ESG hard-coded in Henderson Diversified Income’s DNA
While Environmental, Social and Governance (ESG) assessments of companies have only become a mainstay within investment processes in recent years, analyses of these risks have long been embedded in Henderson Diversified Income’s ‘sensible income’ approach. Here, we find out how the company has ESG analysis at the core of its investment process.
4 minute read
- The Henderson Diversified Income Trust has transitioned to Article 8 under the EU’s Sustainable Finance Disclosure Regulation (SFDR). This hard-codes the assessment of ESG risks that have long been part of the Trust’s investment approach.
- The Trust combines ESG assessments with its ‘Sensible Income’ approach to provide a sustainable income stream to investors. The managers believe that companies will only grow in the long term if they genuinely look after all their stakeholders.

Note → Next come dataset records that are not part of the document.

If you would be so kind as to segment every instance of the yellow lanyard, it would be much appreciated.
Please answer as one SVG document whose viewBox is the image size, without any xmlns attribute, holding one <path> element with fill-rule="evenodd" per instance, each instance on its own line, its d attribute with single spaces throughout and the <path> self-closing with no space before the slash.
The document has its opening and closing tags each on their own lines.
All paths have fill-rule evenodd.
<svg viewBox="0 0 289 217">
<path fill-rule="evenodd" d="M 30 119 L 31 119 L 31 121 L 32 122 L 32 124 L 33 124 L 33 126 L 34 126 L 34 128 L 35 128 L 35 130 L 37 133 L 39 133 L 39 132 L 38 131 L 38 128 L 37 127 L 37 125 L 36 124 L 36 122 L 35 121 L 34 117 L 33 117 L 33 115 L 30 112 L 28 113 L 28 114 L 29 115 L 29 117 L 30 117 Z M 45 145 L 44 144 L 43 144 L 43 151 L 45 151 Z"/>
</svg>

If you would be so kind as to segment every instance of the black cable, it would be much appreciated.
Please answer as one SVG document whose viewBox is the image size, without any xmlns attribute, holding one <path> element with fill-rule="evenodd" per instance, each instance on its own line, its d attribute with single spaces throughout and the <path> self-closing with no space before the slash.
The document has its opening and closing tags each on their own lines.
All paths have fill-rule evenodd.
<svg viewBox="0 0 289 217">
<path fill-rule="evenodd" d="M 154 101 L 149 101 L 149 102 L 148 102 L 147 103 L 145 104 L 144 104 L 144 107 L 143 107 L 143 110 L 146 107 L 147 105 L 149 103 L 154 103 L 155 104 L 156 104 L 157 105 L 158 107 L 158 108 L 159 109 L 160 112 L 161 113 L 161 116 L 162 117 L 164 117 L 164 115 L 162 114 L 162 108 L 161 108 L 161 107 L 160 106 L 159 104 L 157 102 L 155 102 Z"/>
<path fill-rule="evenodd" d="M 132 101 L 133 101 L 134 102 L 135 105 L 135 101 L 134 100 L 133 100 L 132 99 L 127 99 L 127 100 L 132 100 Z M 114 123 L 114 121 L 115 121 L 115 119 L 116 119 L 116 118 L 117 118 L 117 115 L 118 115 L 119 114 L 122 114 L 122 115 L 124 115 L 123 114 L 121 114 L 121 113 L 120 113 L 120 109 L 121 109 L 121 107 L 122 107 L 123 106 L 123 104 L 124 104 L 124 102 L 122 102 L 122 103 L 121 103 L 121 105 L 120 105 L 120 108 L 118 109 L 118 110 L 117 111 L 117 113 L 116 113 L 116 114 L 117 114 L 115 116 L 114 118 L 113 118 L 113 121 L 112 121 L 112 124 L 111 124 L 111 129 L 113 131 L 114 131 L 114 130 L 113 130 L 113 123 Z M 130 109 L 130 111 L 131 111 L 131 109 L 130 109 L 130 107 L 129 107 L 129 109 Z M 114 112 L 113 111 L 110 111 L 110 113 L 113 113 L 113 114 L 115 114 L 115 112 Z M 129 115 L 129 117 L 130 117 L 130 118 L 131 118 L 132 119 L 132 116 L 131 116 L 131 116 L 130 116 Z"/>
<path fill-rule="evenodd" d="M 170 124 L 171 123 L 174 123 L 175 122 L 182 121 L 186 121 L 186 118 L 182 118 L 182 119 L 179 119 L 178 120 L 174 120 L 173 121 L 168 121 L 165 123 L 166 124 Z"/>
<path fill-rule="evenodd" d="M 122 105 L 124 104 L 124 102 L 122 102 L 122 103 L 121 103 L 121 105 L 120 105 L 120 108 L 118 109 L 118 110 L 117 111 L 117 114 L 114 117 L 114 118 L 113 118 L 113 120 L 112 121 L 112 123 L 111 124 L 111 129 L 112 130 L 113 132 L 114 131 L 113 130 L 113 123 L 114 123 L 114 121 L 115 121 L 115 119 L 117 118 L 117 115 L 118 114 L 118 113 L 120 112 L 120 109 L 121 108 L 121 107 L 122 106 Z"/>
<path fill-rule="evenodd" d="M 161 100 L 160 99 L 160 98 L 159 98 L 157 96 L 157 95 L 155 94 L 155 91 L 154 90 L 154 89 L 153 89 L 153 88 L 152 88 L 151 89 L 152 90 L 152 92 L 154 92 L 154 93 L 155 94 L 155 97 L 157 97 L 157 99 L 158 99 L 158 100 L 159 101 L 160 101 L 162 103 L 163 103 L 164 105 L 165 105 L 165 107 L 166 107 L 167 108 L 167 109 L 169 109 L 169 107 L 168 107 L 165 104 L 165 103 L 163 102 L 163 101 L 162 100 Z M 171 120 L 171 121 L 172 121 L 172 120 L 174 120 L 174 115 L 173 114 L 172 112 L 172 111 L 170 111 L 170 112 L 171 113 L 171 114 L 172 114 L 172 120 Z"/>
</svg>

- ESG considerations should not be an overlay to the investment process, but rather an integral part given their impact on research effectiveness and quality
ESG investing has shot to prominence in recent years – the assessment of environmental, social and governance (ESG) credentials when making investment decisions. Yet, for Henderson Diversified Income, ESG considerations are nothing new, with the managers realising early on that companies will only grow and do well if they genuinely look after the cross-section of stakeholders from across a business’ value chain. What is more, the recent hard-coding of certain exclusions into the investment process due to ESG risks does little to change the company’s investment approach, with it going hand-in-hand with its ‘sensible income’ investment philosophy.
A sea change
When the American Business Roundtable – a powerful lobby of the US’ top CEOs – switched its shareholder focused mantra towards encompassing all stakeholders in 2019, it thrust responsible investing into the limelight. In recent years, the rising number of extreme weather events have shone a light on climate change, and as social justice causes become much more widely reported, ESG investing has grown sharply to meet demand from increasingly socially conscious investors.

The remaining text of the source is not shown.